Bipartisan bill supports modified criteria for crime expungement

A bipartisan group of state lawmakers has revived a proposal to change Wisconsin’s criteria for wiping past criminal past convictions from public view, according to Wisconsin Public Radio.  

Expungement can currently be requested only if the crime was committed by an individual under the age of 25; a bill sponsored by Republican state Rep. David Steffen would remove that age requirement. Certain crimes, however, would be ineligible for expungement, including stalking, violation of a domestic abuse restraining order, criminal trespassing, criminal damage to a business, and tragic offenses. 
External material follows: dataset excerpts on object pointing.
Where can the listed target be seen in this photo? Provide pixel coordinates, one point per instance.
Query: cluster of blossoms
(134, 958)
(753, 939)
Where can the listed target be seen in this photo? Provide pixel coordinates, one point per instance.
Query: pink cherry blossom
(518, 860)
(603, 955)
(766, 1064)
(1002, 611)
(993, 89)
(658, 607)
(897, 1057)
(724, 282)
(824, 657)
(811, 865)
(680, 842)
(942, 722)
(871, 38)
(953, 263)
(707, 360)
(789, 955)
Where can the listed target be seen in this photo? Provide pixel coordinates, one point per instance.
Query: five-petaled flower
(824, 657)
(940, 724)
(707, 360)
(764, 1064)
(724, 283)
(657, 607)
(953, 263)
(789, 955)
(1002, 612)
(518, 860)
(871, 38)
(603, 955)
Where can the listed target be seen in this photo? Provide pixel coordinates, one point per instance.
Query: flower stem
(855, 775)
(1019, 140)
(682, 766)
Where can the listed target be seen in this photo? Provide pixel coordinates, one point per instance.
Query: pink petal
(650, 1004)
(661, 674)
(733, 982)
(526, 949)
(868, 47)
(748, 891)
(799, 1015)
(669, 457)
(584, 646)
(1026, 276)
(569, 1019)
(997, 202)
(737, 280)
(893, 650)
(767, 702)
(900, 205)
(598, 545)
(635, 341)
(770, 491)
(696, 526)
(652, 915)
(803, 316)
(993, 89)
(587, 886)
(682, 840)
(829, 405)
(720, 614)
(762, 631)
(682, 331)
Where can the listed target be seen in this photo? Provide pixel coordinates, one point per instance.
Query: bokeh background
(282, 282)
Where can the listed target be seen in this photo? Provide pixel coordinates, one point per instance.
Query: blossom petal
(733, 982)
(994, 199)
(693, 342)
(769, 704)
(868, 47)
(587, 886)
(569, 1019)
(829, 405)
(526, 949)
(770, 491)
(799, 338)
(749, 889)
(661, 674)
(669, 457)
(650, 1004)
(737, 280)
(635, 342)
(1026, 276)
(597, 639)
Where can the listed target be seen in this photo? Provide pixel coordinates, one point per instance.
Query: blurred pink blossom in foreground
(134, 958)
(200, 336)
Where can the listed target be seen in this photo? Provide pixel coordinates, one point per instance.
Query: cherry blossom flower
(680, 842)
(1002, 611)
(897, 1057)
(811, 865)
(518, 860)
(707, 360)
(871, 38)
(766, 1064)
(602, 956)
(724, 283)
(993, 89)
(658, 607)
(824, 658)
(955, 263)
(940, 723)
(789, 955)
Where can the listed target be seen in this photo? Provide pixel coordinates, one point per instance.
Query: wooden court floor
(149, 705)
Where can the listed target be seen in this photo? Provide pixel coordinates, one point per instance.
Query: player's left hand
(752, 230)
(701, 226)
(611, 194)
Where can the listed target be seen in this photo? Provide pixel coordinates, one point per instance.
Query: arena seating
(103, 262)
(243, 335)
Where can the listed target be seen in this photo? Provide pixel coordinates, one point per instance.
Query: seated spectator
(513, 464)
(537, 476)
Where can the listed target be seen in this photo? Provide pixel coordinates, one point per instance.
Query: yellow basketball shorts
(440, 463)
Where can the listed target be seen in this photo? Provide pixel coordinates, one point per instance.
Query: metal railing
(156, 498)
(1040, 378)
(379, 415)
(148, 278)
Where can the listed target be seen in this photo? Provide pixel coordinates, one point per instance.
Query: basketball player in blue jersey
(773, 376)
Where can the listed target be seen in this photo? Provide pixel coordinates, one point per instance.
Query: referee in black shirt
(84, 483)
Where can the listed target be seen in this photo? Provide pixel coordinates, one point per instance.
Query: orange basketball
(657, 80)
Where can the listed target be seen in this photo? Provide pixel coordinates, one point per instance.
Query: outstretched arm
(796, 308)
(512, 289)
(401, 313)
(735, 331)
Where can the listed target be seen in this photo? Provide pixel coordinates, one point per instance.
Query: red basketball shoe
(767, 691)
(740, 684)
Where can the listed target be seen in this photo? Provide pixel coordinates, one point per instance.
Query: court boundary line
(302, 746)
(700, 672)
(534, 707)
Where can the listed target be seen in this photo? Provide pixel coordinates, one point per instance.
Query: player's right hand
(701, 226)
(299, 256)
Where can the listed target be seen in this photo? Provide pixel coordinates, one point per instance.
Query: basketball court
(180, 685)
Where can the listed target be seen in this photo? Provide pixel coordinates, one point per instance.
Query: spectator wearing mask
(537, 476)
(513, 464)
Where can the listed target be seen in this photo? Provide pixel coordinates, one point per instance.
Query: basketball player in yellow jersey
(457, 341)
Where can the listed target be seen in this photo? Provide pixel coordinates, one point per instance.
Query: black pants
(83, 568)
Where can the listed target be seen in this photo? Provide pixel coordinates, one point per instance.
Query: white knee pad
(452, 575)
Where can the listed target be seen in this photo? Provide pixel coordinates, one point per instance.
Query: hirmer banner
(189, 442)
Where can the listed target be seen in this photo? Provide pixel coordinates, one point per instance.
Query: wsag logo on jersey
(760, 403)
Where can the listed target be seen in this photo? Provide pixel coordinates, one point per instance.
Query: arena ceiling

Applications for expungement would only be allowed when at least a year has passed following the completion of a sentence, including community supervision and the payment of court fees and restitution. Additionally, expungement would only be possible for crimes other than violent felonies and would require no past felony convictions, as the law currently specifies. 

Under the new bill, expungement could not be used as grounds for denying a person employment or disqualification from professional licensing. The proposed changes would also allow a judge to make the decision on expungement once a sentence has been served, rather than at the time of sentencing.  

Supporters of the proposal include the American Civil Liberties Union, the Wisconsin State Public Defender, the Badger Institute, and employer groups like Wisconsin Independent Businesses. Previous versions of the proposal have cleared the state Assembly but faced opposition in the Senate.